You could connect the 4 pin cable then adapt the other end using *three* bits of wire to slot into the appropriate holes on the other cables, it won't be pretty but could be taped over and hidden.


----------



## sneekypeet (May 2, 2020)

Caring1 said:


> You could connect the 4 pin cable then adapt the other end using three bits of wire to slot into the appropriate holes on the other cables, it won't be pretty but could be taped over and hidden.



You would also have to sort out the step down in voltage for that to work, no?


----------



## newtekie1 (May 2, 2020)

sneekypeet said:


> You would also have to sort out the step down in voltage for that to work, no?

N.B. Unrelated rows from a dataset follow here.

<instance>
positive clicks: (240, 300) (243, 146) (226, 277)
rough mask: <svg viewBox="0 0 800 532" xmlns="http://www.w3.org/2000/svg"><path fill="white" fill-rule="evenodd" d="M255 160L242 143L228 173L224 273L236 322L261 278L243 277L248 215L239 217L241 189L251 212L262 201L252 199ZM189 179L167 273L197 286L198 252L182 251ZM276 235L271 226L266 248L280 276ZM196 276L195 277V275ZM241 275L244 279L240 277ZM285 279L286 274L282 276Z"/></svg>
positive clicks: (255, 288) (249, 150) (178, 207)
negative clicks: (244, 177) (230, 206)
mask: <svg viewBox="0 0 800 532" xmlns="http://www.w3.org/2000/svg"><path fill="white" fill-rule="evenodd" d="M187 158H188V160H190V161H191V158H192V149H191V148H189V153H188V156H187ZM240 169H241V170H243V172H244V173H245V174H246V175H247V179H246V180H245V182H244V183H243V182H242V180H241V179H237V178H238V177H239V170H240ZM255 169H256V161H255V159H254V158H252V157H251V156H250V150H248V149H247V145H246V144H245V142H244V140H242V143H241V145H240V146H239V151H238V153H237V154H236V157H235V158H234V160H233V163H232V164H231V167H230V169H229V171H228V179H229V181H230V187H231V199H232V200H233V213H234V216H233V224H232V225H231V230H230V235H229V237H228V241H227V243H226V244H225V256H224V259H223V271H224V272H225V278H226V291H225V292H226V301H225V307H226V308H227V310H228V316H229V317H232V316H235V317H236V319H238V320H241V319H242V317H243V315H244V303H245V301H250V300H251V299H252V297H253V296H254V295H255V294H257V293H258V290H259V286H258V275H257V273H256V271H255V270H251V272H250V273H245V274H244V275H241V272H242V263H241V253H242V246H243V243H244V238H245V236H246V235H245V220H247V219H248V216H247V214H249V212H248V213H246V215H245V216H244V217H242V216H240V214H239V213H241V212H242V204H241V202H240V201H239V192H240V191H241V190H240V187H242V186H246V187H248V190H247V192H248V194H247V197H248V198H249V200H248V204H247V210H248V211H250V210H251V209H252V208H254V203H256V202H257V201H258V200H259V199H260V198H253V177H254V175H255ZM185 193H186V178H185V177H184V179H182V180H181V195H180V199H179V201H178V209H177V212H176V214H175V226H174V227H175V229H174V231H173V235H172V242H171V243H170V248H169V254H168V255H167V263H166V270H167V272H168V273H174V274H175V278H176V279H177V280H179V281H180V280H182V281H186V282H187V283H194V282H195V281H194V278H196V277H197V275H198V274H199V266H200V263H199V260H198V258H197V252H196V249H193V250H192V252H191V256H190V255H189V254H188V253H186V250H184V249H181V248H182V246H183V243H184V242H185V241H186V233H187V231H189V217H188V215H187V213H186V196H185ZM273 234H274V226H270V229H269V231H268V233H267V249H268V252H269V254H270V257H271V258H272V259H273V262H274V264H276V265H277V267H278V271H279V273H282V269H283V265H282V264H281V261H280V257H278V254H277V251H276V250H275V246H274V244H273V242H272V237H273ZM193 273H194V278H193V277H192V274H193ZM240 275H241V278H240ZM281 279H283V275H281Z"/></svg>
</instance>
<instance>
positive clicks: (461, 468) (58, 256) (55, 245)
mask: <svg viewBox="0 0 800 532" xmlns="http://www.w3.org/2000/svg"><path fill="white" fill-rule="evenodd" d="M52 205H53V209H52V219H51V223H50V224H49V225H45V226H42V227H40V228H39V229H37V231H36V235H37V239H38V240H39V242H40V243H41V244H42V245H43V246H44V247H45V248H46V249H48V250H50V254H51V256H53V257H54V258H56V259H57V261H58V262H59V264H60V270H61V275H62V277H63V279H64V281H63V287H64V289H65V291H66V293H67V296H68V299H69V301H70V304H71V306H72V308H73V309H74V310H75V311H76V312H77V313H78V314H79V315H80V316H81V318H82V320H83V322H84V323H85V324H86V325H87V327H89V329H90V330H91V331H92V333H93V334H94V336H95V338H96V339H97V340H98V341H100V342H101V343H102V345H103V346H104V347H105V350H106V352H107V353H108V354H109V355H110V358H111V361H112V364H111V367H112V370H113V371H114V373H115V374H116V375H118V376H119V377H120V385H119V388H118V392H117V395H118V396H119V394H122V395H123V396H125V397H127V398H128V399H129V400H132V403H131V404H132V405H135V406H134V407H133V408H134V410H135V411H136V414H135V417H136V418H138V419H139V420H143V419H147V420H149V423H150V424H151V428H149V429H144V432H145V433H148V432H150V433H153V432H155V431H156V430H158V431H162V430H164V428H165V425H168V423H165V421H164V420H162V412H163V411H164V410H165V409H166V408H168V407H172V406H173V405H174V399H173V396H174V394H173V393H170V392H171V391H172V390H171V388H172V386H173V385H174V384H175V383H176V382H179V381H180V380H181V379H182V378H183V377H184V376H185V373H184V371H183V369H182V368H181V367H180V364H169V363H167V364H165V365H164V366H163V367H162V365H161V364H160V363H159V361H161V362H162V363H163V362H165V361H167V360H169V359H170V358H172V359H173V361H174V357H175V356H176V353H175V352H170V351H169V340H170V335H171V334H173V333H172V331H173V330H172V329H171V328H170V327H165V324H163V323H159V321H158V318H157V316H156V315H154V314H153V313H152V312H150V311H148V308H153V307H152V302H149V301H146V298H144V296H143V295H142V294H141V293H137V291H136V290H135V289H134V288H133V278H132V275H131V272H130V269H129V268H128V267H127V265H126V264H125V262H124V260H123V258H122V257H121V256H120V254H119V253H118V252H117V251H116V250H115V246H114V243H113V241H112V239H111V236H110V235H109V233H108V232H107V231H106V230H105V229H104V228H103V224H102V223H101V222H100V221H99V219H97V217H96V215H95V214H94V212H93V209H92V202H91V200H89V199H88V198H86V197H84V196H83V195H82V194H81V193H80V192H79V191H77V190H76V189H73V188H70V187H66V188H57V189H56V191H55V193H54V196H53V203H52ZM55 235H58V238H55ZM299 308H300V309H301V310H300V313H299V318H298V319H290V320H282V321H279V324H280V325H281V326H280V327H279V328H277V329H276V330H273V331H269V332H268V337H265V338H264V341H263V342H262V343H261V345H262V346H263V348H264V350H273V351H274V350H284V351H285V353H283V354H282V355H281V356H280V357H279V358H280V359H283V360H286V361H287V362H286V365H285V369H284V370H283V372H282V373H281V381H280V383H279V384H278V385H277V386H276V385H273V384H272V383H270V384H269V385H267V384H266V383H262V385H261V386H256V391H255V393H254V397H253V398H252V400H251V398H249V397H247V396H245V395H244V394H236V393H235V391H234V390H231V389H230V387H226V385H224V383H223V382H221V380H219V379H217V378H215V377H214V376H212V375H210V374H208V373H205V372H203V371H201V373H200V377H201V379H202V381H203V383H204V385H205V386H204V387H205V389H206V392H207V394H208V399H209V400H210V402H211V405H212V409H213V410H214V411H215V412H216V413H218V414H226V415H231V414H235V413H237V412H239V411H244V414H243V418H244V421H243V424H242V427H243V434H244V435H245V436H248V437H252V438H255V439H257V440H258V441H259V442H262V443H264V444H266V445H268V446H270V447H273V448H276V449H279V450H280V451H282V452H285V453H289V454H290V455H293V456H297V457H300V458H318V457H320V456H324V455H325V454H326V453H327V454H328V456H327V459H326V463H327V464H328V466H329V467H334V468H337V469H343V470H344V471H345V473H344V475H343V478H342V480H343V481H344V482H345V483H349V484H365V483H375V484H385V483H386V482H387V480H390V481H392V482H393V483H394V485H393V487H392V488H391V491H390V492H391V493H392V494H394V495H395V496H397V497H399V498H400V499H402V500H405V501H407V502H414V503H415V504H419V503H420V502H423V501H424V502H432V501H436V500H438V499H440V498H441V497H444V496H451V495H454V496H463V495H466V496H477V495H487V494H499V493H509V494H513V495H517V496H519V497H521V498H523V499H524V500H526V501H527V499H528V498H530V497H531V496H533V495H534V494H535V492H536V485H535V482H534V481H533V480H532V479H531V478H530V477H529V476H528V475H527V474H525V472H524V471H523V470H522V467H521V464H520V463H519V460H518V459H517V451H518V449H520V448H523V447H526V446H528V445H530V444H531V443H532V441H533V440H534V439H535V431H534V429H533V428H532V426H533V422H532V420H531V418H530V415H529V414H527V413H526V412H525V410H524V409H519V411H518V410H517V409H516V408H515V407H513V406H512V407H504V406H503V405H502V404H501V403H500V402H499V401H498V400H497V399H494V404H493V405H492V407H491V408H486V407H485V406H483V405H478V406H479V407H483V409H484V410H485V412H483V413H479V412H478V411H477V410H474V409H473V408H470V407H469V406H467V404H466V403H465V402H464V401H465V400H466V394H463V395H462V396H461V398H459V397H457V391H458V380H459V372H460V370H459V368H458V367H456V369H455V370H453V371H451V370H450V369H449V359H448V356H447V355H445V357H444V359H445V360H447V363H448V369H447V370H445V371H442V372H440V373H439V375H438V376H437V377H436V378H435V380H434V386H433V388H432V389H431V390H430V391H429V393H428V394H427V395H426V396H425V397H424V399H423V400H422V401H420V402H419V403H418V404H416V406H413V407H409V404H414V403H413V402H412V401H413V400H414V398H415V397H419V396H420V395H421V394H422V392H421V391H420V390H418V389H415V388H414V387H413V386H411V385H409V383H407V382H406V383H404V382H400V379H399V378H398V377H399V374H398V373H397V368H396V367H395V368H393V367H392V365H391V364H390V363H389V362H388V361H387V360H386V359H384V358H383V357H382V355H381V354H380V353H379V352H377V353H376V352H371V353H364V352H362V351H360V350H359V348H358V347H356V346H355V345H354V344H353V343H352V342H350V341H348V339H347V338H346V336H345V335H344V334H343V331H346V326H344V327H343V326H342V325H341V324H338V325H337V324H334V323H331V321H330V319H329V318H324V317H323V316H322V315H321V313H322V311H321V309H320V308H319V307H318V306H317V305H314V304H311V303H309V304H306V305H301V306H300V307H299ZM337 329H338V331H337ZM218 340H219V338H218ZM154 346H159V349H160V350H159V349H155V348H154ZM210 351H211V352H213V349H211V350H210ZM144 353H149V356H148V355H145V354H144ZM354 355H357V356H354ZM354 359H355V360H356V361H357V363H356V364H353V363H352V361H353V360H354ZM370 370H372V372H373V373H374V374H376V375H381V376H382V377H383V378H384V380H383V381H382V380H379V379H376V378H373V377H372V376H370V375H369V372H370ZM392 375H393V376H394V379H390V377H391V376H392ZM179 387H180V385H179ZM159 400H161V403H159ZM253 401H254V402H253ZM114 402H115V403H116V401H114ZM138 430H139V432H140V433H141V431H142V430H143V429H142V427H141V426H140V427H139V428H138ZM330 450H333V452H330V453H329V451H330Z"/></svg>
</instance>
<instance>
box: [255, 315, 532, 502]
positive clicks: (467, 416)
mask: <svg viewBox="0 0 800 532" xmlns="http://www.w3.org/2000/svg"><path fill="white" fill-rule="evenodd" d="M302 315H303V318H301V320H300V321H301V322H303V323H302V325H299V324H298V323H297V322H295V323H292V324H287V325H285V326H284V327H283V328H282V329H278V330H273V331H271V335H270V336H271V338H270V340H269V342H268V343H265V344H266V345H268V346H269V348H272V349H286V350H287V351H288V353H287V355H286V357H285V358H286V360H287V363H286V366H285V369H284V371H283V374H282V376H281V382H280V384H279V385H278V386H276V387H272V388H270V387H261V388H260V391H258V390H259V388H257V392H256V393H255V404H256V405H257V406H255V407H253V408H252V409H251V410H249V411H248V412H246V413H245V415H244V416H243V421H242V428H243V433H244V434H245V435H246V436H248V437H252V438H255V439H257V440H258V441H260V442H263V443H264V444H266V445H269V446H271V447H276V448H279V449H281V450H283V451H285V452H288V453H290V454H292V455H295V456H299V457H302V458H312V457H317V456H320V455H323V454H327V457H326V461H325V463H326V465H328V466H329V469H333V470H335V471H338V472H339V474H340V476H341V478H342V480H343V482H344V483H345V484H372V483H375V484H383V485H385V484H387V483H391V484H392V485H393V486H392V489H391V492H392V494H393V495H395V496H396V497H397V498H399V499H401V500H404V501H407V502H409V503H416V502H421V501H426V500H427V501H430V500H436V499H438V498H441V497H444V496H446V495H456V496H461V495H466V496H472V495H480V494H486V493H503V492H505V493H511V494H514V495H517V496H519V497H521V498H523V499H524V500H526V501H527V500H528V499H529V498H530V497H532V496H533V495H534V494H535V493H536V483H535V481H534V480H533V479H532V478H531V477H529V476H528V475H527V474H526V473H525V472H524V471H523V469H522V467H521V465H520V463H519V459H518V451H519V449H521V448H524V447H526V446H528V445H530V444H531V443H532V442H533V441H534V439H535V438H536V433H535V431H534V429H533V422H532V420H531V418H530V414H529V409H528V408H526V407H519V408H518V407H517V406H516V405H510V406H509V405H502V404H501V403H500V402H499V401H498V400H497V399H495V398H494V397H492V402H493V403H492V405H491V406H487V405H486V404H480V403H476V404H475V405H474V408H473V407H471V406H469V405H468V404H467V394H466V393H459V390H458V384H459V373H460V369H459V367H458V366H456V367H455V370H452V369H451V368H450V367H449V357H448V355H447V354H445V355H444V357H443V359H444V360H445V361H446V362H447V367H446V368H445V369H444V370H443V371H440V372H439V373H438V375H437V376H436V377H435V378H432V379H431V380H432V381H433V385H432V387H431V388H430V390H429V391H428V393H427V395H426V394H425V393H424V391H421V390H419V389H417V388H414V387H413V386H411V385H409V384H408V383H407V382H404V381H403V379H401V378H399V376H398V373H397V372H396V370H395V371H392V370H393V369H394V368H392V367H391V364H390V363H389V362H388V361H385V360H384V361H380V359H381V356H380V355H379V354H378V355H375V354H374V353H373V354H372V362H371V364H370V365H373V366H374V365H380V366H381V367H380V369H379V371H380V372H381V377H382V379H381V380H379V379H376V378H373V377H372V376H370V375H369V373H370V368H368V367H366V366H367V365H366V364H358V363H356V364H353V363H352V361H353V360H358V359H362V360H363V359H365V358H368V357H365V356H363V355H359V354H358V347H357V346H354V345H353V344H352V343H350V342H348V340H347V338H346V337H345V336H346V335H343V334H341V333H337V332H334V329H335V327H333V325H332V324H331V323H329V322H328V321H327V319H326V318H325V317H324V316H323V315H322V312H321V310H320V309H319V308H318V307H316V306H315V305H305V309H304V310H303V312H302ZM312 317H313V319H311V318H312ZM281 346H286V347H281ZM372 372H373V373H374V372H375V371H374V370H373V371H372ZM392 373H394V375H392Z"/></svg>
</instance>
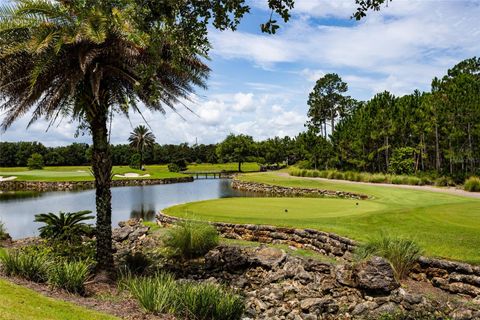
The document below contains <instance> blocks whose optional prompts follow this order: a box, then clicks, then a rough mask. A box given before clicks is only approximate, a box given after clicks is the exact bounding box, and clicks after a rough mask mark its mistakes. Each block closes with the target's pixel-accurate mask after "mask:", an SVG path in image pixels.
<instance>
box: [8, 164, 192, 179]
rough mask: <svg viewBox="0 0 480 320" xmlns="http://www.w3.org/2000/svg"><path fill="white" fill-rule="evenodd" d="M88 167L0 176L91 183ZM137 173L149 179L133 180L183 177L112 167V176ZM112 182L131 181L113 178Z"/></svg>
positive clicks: (16, 167) (175, 172) (46, 167)
mask: <svg viewBox="0 0 480 320" xmlns="http://www.w3.org/2000/svg"><path fill="white" fill-rule="evenodd" d="M90 169H91V167H89V166H77V167H45V168H44V169H42V170H28V168H25V167H15V168H0V176H3V177H8V176H16V177H17V179H15V180H18V181H92V180H93V175H92V174H91V171H90ZM130 172H132V173H138V174H139V175H145V174H149V175H150V176H149V177H143V178H142V177H137V178H134V179H164V178H176V177H184V176H185V175H184V174H181V173H176V172H169V171H168V168H167V166H164V165H152V166H146V170H145V171H142V170H135V169H132V168H130V167H128V166H114V167H113V174H125V173H130ZM113 179H114V180H120V179H132V178H120V177H113Z"/></svg>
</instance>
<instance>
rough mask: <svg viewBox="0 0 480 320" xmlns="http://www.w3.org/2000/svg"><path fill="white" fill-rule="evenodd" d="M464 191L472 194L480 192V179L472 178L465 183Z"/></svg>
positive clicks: (467, 179)
mask: <svg viewBox="0 0 480 320" xmlns="http://www.w3.org/2000/svg"><path fill="white" fill-rule="evenodd" d="M464 189H465V190H467V191H470V192H480V178H479V177H470V178H468V179H467V180H466V181H465V185H464Z"/></svg>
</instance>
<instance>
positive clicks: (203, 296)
mask: <svg viewBox="0 0 480 320" xmlns="http://www.w3.org/2000/svg"><path fill="white" fill-rule="evenodd" d="M179 298H180V301H179V304H181V306H182V308H181V309H180V310H179V311H180V312H179V313H180V315H183V316H184V317H186V318H188V319H190V318H194V319H199V320H207V319H212V320H217V319H218V320H222V319H229V320H236V319H241V317H242V314H243V312H244V309H245V304H244V301H243V299H242V298H241V297H240V296H238V295H235V294H233V293H230V292H228V291H226V290H224V289H223V288H222V287H220V286H218V285H215V284H212V283H202V284H197V283H190V282H187V283H184V284H181V285H180V287H179Z"/></svg>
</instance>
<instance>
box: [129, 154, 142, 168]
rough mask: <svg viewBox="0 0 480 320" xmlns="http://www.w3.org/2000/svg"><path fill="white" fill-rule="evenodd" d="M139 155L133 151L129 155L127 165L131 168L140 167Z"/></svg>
mask: <svg viewBox="0 0 480 320" xmlns="http://www.w3.org/2000/svg"><path fill="white" fill-rule="evenodd" d="M141 163H142V162H141V157H140V154H139V153H135V154H133V155H132V156H131V157H130V163H129V167H130V168H132V169H140V168H141V167H142V165H141Z"/></svg>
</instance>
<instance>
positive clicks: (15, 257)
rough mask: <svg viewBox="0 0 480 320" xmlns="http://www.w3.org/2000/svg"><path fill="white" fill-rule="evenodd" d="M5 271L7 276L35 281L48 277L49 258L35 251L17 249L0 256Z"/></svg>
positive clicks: (40, 280)
mask: <svg viewBox="0 0 480 320" xmlns="http://www.w3.org/2000/svg"><path fill="white" fill-rule="evenodd" d="M0 262H1V263H2V266H3V271H4V272H5V274H6V275H7V276H17V277H21V278H25V279H27V280H31V281H35V282H45V281H47V279H48V273H47V271H48V267H49V261H48V259H47V258H46V257H45V256H44V255H41V254H36V253H35V252H33V251H23V250H16V251H12V252H6V253H4V254H2V255H1V256H0Z"/></svg>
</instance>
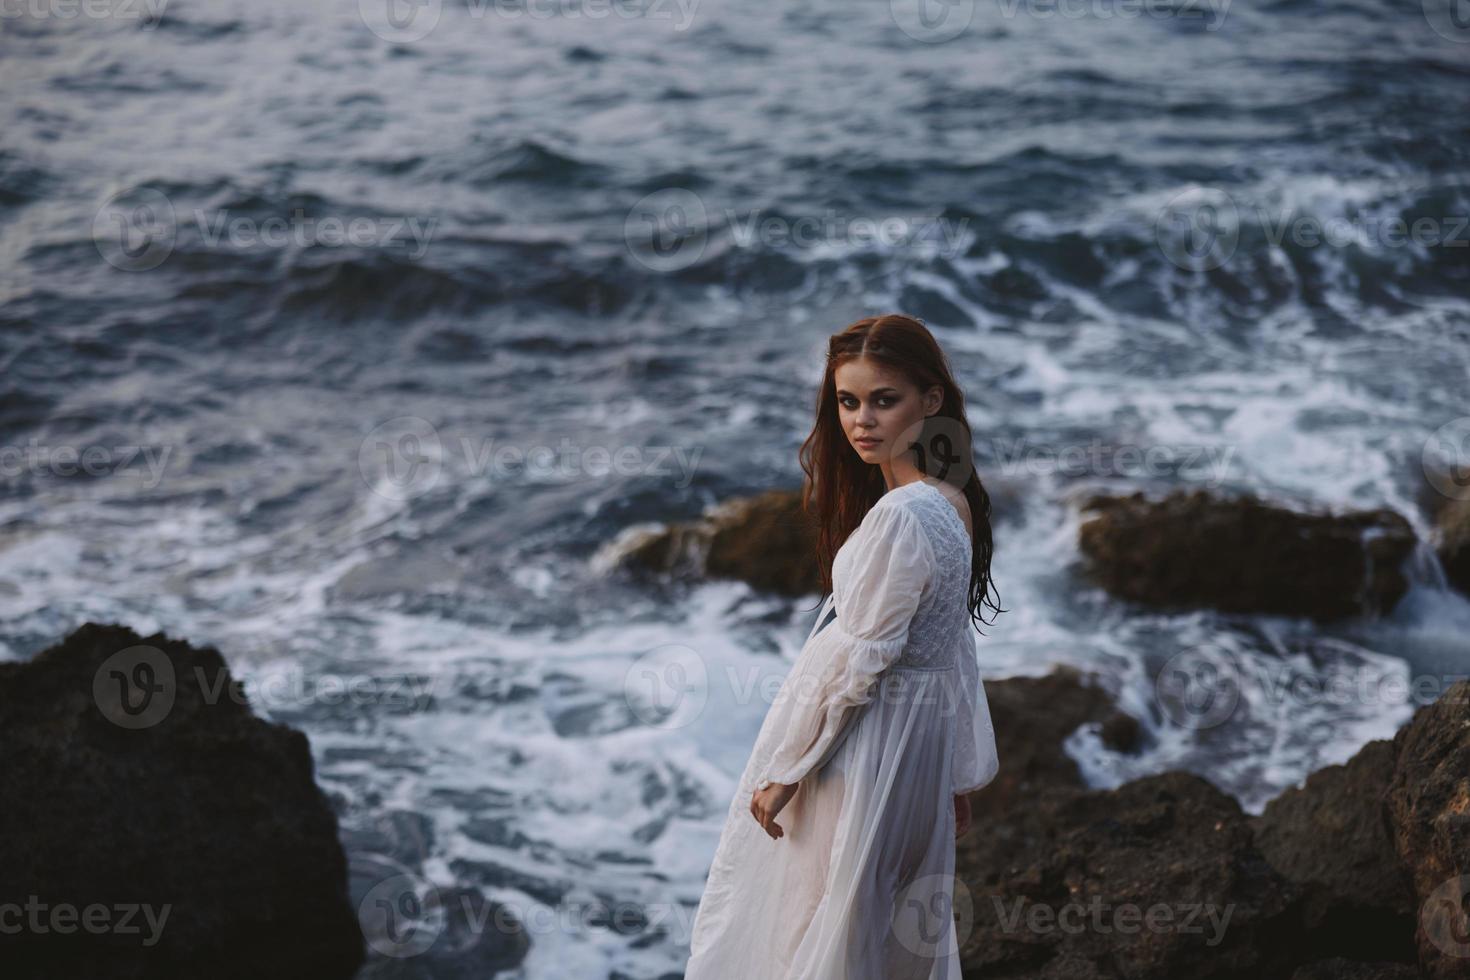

Yep, the 4-pin RGB header outputs 12v.  They also have a completely different pinout and work completely differently.  There is no simple wire adapter that can be used here.  It's basically an analog system vs a digital system, they use completely different methods to control the LEDs.


----------



## Caring1 (May 2, 2020)

sneekypeet said:


> You would also have to sort out the step down in voltage for that to work, no?


Not if the 12V isn't used from the board, and power is already supplied to the LED.
It's a matter of getting the R. G. and B. connected and using the board as the controller.


----------



## Animalpak (May 2, 2020)

Thanks for the reply guys.

@TheLostSwede was right, i just bought the wrong version for my motherboard. But i was thinking that theres not difference between D-RGB and RGB. I tought it was just a software thingy.

I opened a ticket on the EK website asking if they can sell me or exchange my D-RGB strip to a regular RGB strip. Considering its a short RGB strip that comes with their EK Velocity waterblock and you can dismount it.

Let'see what they will respond.


----------